O forte crescimento do varejo no primeiro bimestre de 2024 foi impulsionado pela expansão do crédito, pelo aumento da massa de salários em circulação na economia e pela redução de preços em itens como vestuário e eletrodomésticos, enumerou Cristiano Santos, gerente da pesquisa do IBGE.
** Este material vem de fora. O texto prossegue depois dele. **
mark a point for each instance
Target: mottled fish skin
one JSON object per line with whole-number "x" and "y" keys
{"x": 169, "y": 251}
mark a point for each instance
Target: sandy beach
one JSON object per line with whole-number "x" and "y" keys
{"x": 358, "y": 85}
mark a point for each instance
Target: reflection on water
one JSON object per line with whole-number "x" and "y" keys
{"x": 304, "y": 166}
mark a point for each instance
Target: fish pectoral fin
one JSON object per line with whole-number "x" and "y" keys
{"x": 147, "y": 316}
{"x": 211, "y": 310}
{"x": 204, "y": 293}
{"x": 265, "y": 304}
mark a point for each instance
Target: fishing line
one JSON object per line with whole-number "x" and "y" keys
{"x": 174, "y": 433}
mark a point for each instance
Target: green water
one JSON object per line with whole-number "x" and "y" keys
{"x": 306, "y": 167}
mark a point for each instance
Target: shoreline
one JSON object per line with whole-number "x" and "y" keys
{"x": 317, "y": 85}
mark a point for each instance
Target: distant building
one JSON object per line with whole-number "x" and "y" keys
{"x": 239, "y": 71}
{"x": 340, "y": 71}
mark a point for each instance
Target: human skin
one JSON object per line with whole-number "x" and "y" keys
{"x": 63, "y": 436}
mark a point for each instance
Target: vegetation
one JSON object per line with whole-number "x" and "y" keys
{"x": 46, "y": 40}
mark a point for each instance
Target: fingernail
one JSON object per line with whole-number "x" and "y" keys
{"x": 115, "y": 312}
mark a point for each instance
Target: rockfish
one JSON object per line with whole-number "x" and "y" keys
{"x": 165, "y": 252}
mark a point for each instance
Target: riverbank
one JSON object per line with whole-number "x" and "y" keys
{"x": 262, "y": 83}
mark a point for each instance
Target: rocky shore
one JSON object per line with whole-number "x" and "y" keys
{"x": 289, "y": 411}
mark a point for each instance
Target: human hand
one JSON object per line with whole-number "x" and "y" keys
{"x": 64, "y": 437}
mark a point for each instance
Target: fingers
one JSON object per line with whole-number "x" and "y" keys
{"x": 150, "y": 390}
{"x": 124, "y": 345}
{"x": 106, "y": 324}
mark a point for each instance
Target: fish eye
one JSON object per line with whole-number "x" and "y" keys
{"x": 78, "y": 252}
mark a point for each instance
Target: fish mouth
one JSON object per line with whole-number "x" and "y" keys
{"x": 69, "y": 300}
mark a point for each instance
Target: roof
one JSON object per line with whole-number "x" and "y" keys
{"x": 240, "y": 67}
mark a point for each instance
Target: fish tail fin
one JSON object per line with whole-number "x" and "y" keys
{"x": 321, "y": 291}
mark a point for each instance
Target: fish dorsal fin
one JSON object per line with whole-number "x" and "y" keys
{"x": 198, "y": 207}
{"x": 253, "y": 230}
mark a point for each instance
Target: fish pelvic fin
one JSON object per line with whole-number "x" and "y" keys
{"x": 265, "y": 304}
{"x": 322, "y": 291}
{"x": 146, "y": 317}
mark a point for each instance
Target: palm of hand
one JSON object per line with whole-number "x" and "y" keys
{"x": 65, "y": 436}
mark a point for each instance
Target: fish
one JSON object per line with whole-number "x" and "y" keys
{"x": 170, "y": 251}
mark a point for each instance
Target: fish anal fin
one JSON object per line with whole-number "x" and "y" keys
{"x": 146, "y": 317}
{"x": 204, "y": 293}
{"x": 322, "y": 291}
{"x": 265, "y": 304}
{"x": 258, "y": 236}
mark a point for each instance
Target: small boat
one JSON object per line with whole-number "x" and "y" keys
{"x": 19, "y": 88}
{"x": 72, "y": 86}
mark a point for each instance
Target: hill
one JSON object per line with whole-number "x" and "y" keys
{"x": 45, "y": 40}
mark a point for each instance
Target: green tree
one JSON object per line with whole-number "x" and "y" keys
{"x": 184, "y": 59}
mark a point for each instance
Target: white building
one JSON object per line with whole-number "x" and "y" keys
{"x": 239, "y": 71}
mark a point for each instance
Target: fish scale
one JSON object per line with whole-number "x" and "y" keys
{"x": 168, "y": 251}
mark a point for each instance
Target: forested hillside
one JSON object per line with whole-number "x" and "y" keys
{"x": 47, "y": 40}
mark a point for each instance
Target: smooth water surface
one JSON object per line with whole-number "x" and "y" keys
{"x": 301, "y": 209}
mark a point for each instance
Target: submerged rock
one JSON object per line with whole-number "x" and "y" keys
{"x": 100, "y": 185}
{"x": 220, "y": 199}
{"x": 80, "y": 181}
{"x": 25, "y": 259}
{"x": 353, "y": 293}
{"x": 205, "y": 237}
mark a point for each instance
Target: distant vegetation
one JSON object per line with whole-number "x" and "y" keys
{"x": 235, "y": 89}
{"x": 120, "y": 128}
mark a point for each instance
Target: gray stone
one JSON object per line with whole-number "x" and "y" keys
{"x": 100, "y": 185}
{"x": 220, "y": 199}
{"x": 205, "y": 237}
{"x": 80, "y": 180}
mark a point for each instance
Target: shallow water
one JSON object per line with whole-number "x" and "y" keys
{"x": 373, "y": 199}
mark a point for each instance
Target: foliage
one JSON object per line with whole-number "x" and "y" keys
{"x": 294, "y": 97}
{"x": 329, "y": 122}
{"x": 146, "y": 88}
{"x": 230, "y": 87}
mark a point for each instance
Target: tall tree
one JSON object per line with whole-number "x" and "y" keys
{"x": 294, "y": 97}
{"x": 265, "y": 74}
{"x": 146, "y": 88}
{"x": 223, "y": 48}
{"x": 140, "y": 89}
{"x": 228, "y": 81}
Na passagem de janeiro para fevereiro, houve aumento nas vendas em seis das oito atividades pesquisadas: artigos farmacêuticos e perfumaria (9,9%), outros artigos de uso pessoal e doméstico, que inclui lojas de departamento (4,8%), livros e papelaria (3,2%), móveis e eletrodomésticos (1,2%), equipamentos de informática e comunicação (0,5%) e vestuário e calçados (0,3%). Na direção oposta, o volume vendido recuou em combustíveis (-2,7%) e supermercados (-0,2%).
“O que refreia supermercados em fevereiro é inflação”, justificou Cristiano Santos, lembrando que os preços dos alimentos para consumo no domicílio aumentaram acima da inflação geral no mês. “Tem um pouco desse efeito de inflação, mas também tem base de comparação mais alta, e também tem como fator um pouco da mudança de comportamento do consumidor”, acrescentou.
Para Santos, o consumidor migrou de itens essenciais para a aquisição de produtos de outras categorias varejistas.
“O consumo tem mudado nos últimos meses. Ao longo de 2023, ele estava muito focado em produtos básicos. A gente teve crescimento consistente de supermercados e farmacêuticos. Agora o crescimento é em outros setores”, apontou o pesquisador do IBGE.
Quanto ao varejo ampliado - que inclui as atividades de material de construção, veículos e atacado alimentício -, as vendas cresceram 1,2% em fevereiro ante janeiro. O volume vendido por veículos avançou 3,9%, e em material de construção recuou 0,2%. Com a reformulação periódica da Pesquisa Mensal de Comércio, o desempenho do varejo ampliado passou a incluir os dados do atacado alimentício, mas ainda sem informações individuais para essa atividade na série que desconta influências sazonais. O IBGE explica que é necessário ter uma série histórica mais longa para construir uma base de dados consistente que permita divulgações ajustadas sazonalmente.
Desempenho heterogêneo ante o covid
O volume de vendas do varejo chegou a fevereiro em patamar 7,1% acima do nível de fevereiro de 2020, no pré-pandemia de covid-19. No varejo ampliado, as vendas operam 5,5% acima do pré-pandemia.
O segmento de artigos farmacêuticos opera em patamar 39,9% acima do pré-crise sanitária; supermercados, 9,6% acima; veículos, 9,0% acima; combustíveis e lubrificantes, 6,8% acima; e material de construção, 3,1% acima. Na direção oposta, os outros artigos de uso pessoal e domésticos estão 6,2% abaixo do nível de fevereiro de 2020; equipamentos de informática e comunicação, 7,9% abaixo; móveis e eletrodomésticos, 10,8% aquém; tecidos, vestuário e calçados, 19,2% abaixo; e livros e papelaria, 44,3% abaixo.
A previsão para o desempenho do varejo em 2024 passa a ter viés de alta, ainda que haja expectativa de certa volatilidade nas vendas nos próximos meses, apontaram as analistas Isabela Tavares e Giulia Mazzieri, da Tendências Consultoria Integrada.
“A manutenção de preços elevados de alimentos in natura (efeito das condições climáticas adversas sobre a oferta) impede o maior crescimento das vendas de supermercados ao longo do ano. No entanto, no segundo semestre, a perspectiva é de níveis mais baixos de juros bancários, inadimplência e comprometimento de renda, e os avanços da massa de renda beneficiam o maior consumo das famílias”, escreveram Tavares e Mazzieri.